Red Hat has added full support for live kernel patching it said today, as it rolls out RHEL 8.1 (Red Hat Enterprise Linux); the latest iteration of its flagship operating system and its first minor release since RHEL 8 landed in May.
Live kernel patching can now be applied to remediate “critical or important Common Vulnerabilities and Exposures (CVEs) while reducing the need for a system reboot” Red Hat said today, meaning workloads can be kept running.
Thanks, kpatch…
The support comes thanks to kpatch, the Linux dynamic kernel patching infrastructure, which lets sysadmins apply critical security patches to the kernel immediately, without having to wait for tasks to complete, users to log off, or for scheduled reboot windows.

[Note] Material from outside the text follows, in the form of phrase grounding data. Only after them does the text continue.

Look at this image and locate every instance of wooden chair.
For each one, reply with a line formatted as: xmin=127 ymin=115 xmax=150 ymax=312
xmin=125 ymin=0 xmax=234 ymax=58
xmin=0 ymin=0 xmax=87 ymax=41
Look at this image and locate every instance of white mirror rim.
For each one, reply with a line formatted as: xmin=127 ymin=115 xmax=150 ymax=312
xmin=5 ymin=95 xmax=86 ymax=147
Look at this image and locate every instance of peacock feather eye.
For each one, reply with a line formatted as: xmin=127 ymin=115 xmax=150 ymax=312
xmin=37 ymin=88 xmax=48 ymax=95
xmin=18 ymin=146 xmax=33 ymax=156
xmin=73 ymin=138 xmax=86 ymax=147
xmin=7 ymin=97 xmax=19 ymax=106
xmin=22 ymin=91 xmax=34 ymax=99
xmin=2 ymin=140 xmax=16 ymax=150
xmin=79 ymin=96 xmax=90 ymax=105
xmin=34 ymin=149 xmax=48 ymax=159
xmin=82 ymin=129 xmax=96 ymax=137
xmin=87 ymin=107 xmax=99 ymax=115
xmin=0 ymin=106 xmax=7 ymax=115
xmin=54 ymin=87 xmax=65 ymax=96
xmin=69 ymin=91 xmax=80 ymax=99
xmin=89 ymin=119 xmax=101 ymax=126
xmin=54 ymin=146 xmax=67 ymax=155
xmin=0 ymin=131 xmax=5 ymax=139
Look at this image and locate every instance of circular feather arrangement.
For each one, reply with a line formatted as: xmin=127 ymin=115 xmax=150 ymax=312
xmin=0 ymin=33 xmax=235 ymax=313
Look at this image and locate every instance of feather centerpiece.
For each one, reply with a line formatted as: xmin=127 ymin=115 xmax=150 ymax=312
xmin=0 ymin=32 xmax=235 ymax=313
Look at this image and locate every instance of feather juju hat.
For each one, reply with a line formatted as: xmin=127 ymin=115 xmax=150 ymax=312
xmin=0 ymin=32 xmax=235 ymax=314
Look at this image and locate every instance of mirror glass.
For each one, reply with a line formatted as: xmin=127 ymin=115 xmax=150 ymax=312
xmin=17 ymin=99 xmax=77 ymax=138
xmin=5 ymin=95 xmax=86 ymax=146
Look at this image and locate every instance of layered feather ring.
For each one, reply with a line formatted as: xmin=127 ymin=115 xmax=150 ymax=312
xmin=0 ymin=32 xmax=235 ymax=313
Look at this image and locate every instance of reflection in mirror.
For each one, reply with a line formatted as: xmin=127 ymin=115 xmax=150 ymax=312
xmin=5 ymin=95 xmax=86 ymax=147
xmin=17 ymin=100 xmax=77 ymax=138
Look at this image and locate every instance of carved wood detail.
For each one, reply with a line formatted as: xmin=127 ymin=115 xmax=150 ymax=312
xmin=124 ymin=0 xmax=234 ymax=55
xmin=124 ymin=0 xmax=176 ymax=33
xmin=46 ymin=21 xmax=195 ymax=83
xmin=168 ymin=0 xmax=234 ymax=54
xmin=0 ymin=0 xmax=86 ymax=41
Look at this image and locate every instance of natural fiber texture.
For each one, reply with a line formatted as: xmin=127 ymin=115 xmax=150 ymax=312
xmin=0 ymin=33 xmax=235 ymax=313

(The managed service comes on the back of customer demand, but those who request it will be bold ones: as kpatch’s Github repo warns:”Use with caution! Kernel crashes, spontaneous reboots, and data loss may occur!”
The offering is part of a concerted push by Red Hat to improve its security offering, and follows the decision in early October to expand the scope of coverage for CVE remediation, amid demand from customers for better patching support.
(As of October 1, 2019, Red Hat expanded the scope of its CVE patching to include “important” as well as “critical” CVEs. This covers all actively supported versions of RHEL, including active releases of RHEL 6, 7 and 8, with future RHEL releases automatically inheriting this enhanced CVE policy.)
RHEL 8.1: What’s New?
Chris Baker, product marketing manager, told Computer Business Review: “Live kernel patching, made possible by the work around kpatch, is a frequently requested solution by enterprise IT teams who want to remain aware and hardened against an evolving threat landscape while simultaneously limiting system downtime.
“We’ve offered limited support for live kernel patching in previous versions of Red Hat Enterprise Linux, but the maturity of the feature has now reached the point where we can fully support it across Red Hat Enterprise Linux 8 deployments.
He added: “The patch occurs at the ‘function’ level of the kernel and leverages ftrace to route the workings of the kernel around the functions being patched.”Essentially, live kernel patching makes the kernel ‘think’ everything is fine and working as intended while the patch is applied.”
New System Roles…
RHEL 8.1 also adds new System Roles, designed to streamline the process by which Red Hat Enterprise Linux subsystems are set up to handle specific functions, such as storage, networking, time synchronization, kdump and SElinux.
“This expands the existing collection of Ansible system roles for RHEL 8, better supplementing configuration automation across various versions of Red Hat Enterprise Linux deployed as the backbone of enterprise IT infrastructure.”
The release comes after Red Hat moved to simplify RHEL product phases, reducing them to three: full support, maintenance support, and extended life phase.
The shift was designed to reduce the level of change within each major release over time and make release availability and content more predictable.
It now entails ten-year life cycle support for RHEL in full support, maintenance support phases. Customers can then purchase annual add-on subscriptions called Extended Life-cycle Support (ELS) to extend limited subscription service.